I have a large input dataset that needs some processing that can be parallelized. I've been able to scale to a fairly large number of parallel processes by first storing a huge input pyarrow table
to local disk like this:
# acquire "table"
with pyarrow.OSFile(path, "wb") as sink:
with pyarrow.ipc.new_file(sink, table.schema) as writer:
writer.write_table(table)
...then in each sub-process using it with zero heap allocation like this:
with pyarrow.memory_map(path) as source:
table = pyarrow.ipc.open_file(source).read_all()
It works phenomenally well, kudos to the Arrow project for making it so easy.
Now the question. In the acquire table step marked above, input is a parquet table downloaded from an S3-like source (so it has e.g. download_fileobj
returning a file handle). Compressed parquet is unsuitable for memory_map
as-is, I must fully load it, decompress and then write to disk -- which allocates a lot of memory on the heap and it makes it fairly inefficient. What I would like to find is some stream filter parquet_to_arrow_filter
, that converts a stream coming from HTTP response to raw Arrow on the fly:
# acquire "bucket"
with pyarrow.OSFile(path, "wb") as sink:
sink.download(parquet_to_arrow_filter(bucket.download_fileobj(bucket_path)))

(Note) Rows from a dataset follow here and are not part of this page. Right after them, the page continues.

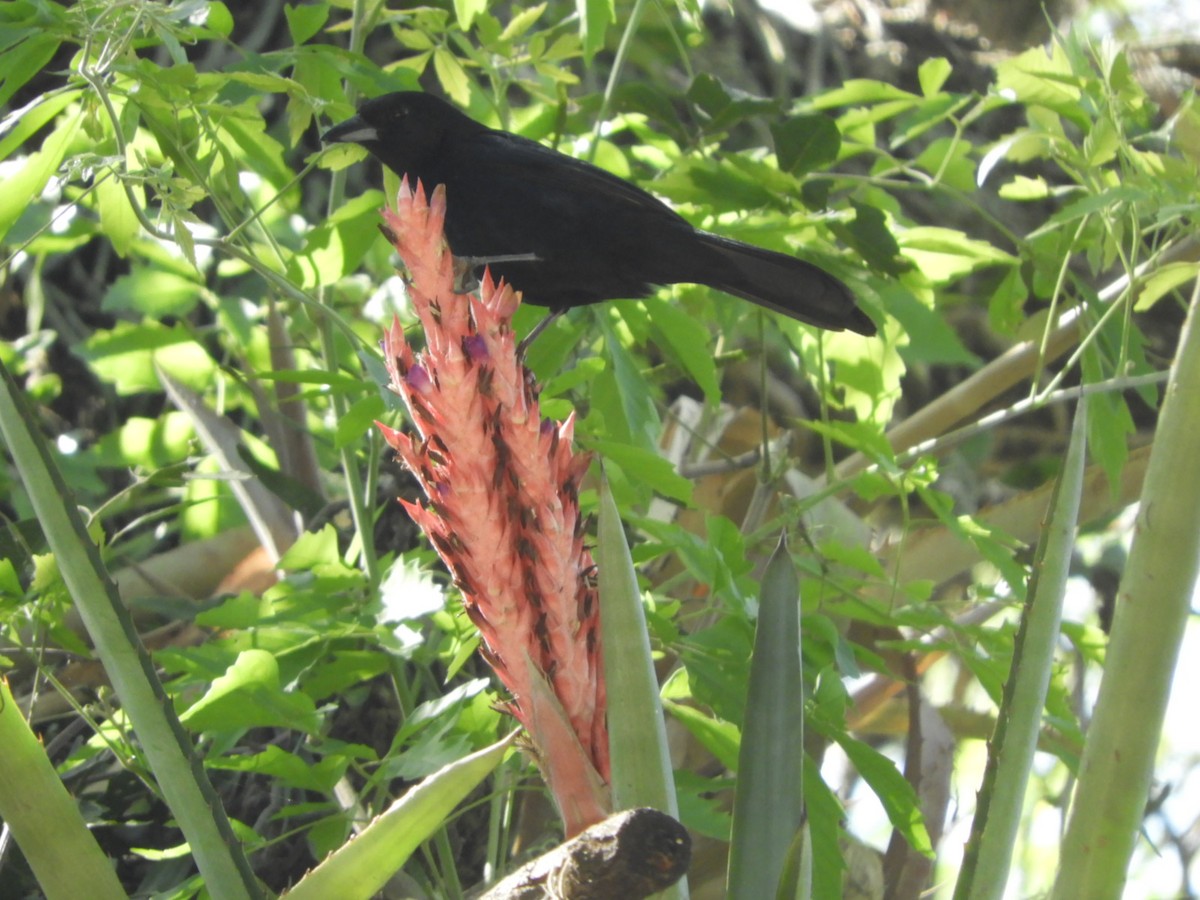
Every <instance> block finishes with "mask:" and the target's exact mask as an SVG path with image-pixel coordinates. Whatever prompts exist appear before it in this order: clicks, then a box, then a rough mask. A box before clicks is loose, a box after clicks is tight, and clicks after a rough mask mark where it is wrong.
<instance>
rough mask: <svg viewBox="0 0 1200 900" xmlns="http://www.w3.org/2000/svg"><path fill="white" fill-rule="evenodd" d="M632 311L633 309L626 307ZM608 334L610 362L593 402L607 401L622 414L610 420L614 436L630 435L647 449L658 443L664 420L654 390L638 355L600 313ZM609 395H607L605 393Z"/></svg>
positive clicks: (596, 382)
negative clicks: (615, 418)
mask: <svg viewBox="0 0 1200 900" xmlns="http://www.w3.org/2000/svg"><path fill="white" fill-rule="evenodd" d="M623 312H624V313H625V314H631V313H632V311H623ZM596 318H598V320H599V323H600V330H601V332H602V334H604V336H605V347H606V354H607V356H608V361H610V366H608V368H607V370H605V371H604V372H601V373H600V374H599V377H598V378H596V380H595V382H594V388H593V402H596V403H602V404H606V406H607V408H608V409H611V410H614V412H616V413H617V415H618V416H619V418H618V420H617V421H612V420H610V421H608V422H607V424H608V428H610V434H611V437H613V438H614V439H620V438H628V440H629V443H635V444H637V445H640V446H642V448H643V449H647V450H653V449H654V448H655V446H656V442H658V437H659V430H660V420H659V413H658V409H656V408H655V406H654V397H653V390H652V388H650V385H649V384H648V383H647V380H646V377H644V376H643V374H642V372H641V370H640V368H638V365H637V362H636V360H635V359H634V356H632V355H631V354H630V352H629V350H628V349H626V348H625V344H624V343H623V342H622V340H620V338H619V337H618V336H617V331H616V329H614V328H613V325H612V324H611V322H610V319H608V317H607V316H599V317H596ZM605 395H607V396H605Z"/></svg>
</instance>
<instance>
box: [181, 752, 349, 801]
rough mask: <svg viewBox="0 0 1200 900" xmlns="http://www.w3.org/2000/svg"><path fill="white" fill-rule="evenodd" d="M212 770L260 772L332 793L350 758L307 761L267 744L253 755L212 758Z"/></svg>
mask: <svg viewBox="0 0 1200 900" xmlns="http://www.w3.org/2000/svg"><path fill="white" fill-rule="evenodd" d="M205 766H206V767H208V768H210V769H226V770H227V772H252V773H254V774H258V775H270V776H271V778H275V779H278V780H280V781H281V782H282V784H284V785H288V786H290V787H298V788H300V790H301V791H316V792H318V793H329V792H331V791H332V790H334V786H335V785H336V784H337V781H338V780H340V779H341V778H342V775H343V774H346V769H348V768H349V766H350V760H348V758H346V757H342V756H329V757H326V758H324V760H316V761H308V760H304V758H301V757H299V756H296V755H295V754H290V752H288V751H287V750H284V749H283V748H280V746H268V748H266V749H265V750H264V751H263V752H260V754H252V755H251V756H222V757H218V758H216V760H209V761H206V762H205Z"/></svg>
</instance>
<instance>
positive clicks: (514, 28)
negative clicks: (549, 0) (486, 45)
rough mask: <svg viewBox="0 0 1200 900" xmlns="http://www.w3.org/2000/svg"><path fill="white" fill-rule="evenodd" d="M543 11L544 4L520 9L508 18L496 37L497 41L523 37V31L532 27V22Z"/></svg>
mask: <svg viewBox="0 0 1200 900" xmlns="http://www.w3.org/2000/svg"><path fill="white" fill-rule="evenodd" d="M544 12H546V4H538V5H535V6H529V7H527V8H524V10H522V11H521V12H518V13H517V14H516V16H514V17H512V18H511V19H509V24H508V25H505V26H504V30H503V31H502V32H500V36H499V37H498V38H497V40H498V42H499V43H508V42H510V41H516V40H518V38H521V37H523V36H524V32H526V31H528V30H529V29H530V28H533V24H534V23H535V22H536V20H538V19H540V18H541V14H542V13H544Z"/></svg>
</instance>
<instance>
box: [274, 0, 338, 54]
mask: <svg viewBox="0 0 1200 900" xmlns="http://www.w3.org/2000/svg"><path fill="white" fill-rule="evenodd" d="M283 14H284V16H286V17H287V20H288V31H289V32H290V34H292V42H293V43H294V44H295V46H296V47H299V46H300V44H302V43H307V42H308V40H310V38H311V37H313V35H317V34H319V32H320V30H322V29H323V28H324V26H325V22H326V20H328V19H329V4H313V2H307V4H304V5H300V6H292V5H290V4H284V6H283Z"/></svg>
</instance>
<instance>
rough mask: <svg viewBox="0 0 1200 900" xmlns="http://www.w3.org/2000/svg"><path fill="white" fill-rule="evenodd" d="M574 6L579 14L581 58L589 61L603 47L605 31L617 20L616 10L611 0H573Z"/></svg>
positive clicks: (605, 31) (604, 41)
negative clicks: (581, 44)
mask: <svg viewBox="0 0 1200 900" xmlns="http://www.w3.org/2000/svg"><path fill="white" fill-rule="evenodd" d="M575 8H576V12H578V14H580V41H581V43H582V44H583V59H584V60H586V61H588V62H590V61H592V58H593V56H595V54H596V50H601V49H604V42H605V32H606V31H607V29H608V25H610V24H612V23H613V22H616V20H617V11H616V7H614V5H613V0H575Z"/></svg>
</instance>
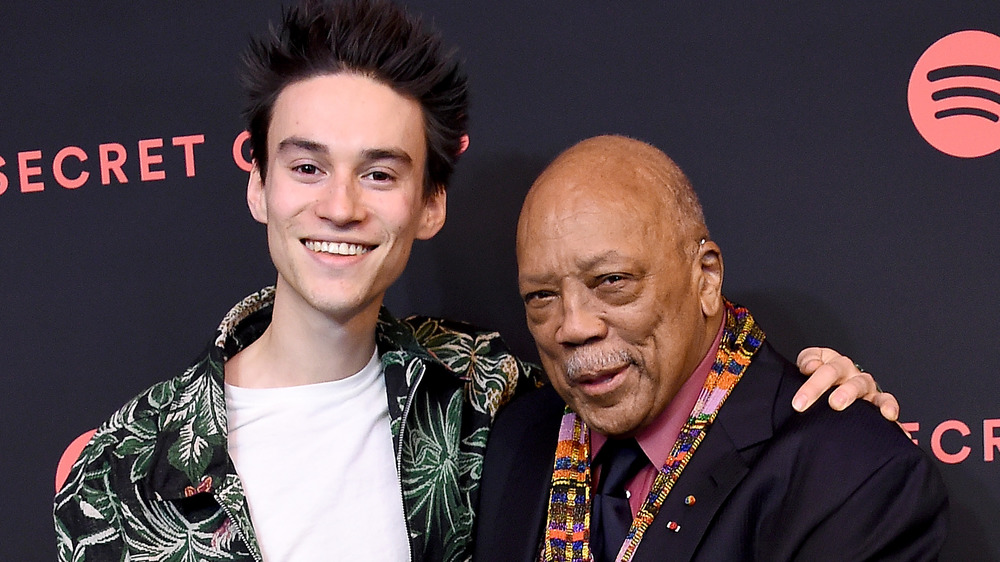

The expectation here is that an incoming stream could be decompressed block-by-block where each block is fixed size and reusable, so memory allocated on heap stays constant (more or less). I couldn't find such functionality in pyarrow. Does it exist?
I tried reading documentation and pyarrow.parquet
source code but couldn't figure out how to assemble such filter from available parts.